Consider the differential equation $\dot{x} = \sin x$. The stability and dynamics of this equation has been discussed thoroughly in Nonlinear Dynamics and Chaos by Strogatz.
If I change the equation into a recursive relation $x_{t+1} = \sin(x_t)$, of course notions of stability are still present in this form even in discrete $t$.
My question is: is it possible that the techniques/analysis used in differential equations be used in recursive relations? Are there parallelism, similarities?
An appropriately placed Poincare section can take the system from a continuous time to a discrete time description. Now let us look at your question using a simple example which brings out the correspondence between these two descriptions. Considering a periodic solution of a differential equation (continuous time) and its counterpart in a discrete time system (given you can define an appropriate Poincare section) which is a stationary solution/fixed point.
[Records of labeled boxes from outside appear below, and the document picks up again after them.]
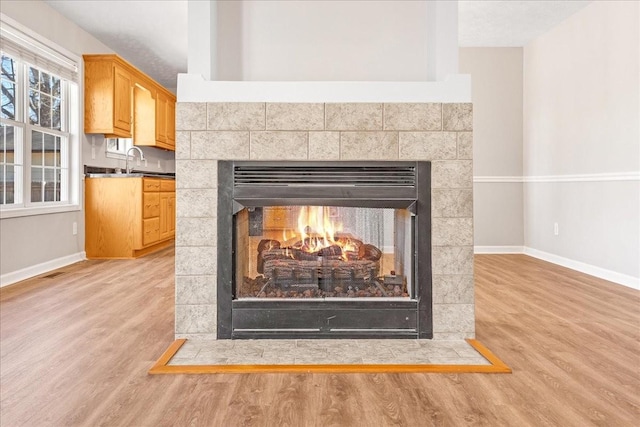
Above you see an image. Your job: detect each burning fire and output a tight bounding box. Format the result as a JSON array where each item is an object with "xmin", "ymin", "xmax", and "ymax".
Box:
[{"xmin": 282, "ymin": 206, "xmax": 359, "ymax": 261}]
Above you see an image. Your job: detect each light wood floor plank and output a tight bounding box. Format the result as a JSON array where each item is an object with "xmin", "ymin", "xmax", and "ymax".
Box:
[{"xmin": 0, "ymin": 248, "xmax": 640, "ymax": 427}]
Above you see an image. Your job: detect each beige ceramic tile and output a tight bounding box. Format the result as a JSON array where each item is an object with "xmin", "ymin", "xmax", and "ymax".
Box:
[
  {"xmin": 431, "ymin": 188, "xmax": 473, "ymax": 218},
  {"xmin": 176, "ymin": 217, "xmax": 217, "ymax": 246},
  {"xmin": 432, "ymin": 274, "xmax": 474, "ymax": 304},
  {"xmin": 176, "ymin": 276, "xmax": 217, "ymax": 306},
  {"xmin": 267, "ymin": 103, "xmax": 324, "ymax": 130},
  {"xmin": 175, "ymin": 130, "xmax": 191, "ymax": 160},
  {"xmin": 250, "ymin": 131, "xmax": 309, "ymax": 160},
  {"xmin": 191, "ymin": 131, "xmax": 249, "ymax": 160},
  {"xmin": 340, "ymin": 132, "xmax": 398, "ymax": 160},
  {"xmin": 433, "ymin": 304, "xmax": 475, "ymax": 333},
  {"xmin": 207, "ymin": 102, "xmax": 265, "ymax": 130},
  {"xmin": 176, "ymin": 160, "xmax": 218, "ymax": 188},
  {"xmin": 384, "ymin": 103, "xmax": 442, "ymax": 131},
  {"xmin": 399, "ymin": 132, "xmax": 457, "ymax": 160},
  {"xmin": 442, "ymin": 103, "xmax": 473, "ymax": 131},
  {"xmin": 325, "ymin": 103, "xmax": 382, "ymax": 130},
  {"xmin": 431, "ymin": 160, "xmax": 473, "ymax": 189},
  {"xmin": 431, "ymin": 218, "xmax": 473, "ymax": 246},
  {"xmin": 176, "ymin": 304, "xmax": 216, "ymax": 334},
  {"xmin": 432, "ymin": 246, "xmax": 473, "ymax": 274},
  {"xmin": 175, "ymin": 246, "xmax": 218, "ymax": 276},
  {"xmin": 458, "ymin": 132, "xmax": 473, "ymax": 159},
  {"xmin": 309, "ymin": 132, "xmax": 340, "ymax": 160},
  {"xmin": 176, "ymin": 188, "xmax": 218, "ymax": 218},
  {"xmin": 176, "ymin": 102, "xmax": 207, "ymax": 131}
]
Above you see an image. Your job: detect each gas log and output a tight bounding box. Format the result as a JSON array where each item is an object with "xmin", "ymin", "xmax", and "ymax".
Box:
[{"xmin": 257, "ymin": 236, "xmax": 386, "ymax": 294}]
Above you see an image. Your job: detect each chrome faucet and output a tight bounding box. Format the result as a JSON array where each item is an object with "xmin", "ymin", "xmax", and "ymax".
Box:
[{"xmin": 124, "ymin": 146, "xmax": 144, "ymax": 174}]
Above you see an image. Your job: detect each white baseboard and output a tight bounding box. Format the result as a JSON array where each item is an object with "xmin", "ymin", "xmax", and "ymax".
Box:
[
  {"xmin": 524, "ymin": 247, "xmax": 640, "ymax": 290},
  {"xmin": 473, "ymin": 246, "xmax": 524, "ymax": 254},
  {"xmin": 0, "ymin": 251, "xmax": 87, "ymax": 288}
]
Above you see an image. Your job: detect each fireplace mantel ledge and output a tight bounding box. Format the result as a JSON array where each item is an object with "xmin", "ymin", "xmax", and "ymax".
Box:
[{"xmin": 177, "ymin": 74, "xmax": 471, "ymax": 103}]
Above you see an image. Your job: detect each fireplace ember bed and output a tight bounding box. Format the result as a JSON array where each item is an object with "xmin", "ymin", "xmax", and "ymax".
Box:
[{"xmin": 217, "ymin": 161, "xmax": 433, "ymax": 339}]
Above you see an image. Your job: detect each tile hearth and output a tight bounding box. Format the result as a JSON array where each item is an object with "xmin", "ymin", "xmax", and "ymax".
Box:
[{"xmin": 167, "ymin": 339, "xmax": 491, "ymax": 366}]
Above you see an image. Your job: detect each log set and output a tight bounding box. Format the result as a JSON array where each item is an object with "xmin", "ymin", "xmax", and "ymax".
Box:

To determine the stability of this solution in a continuous time formalism, you will need to calculate the Floquet exponents for this periodic solution. If all these exponents (excluding the vanishing longitudinal exponent) are strictly negative, then the periodic solution is stable, and unstable in case of positive exponents. Correspondingly for the discrete time system, say given by $x_{n+1}=f(x_n)$, one iteration stationary solutions (which correspond to a periodic solution of the differential equation from which the map was derived) are given by solving the equation $x_{n+1}=x_n \implies x^*=f(x^*)$ where $x^*$ is the stationary solution. The stability of $x^*$ is determined by the derivative on the RHS of the discrete time system at $x^*$, i.e. $f'(x^*)$ (where $f'=df/dx$), and $x^*$ is stable if $|f'(x^*)|<1$ and unstable if $|f'(x^*)|>1$.
Therefore, you can use either of these descriptions to determine the stability of periodic solutions. Although this answer is quite crude but I hope it brings out the parallelism more clearly for you.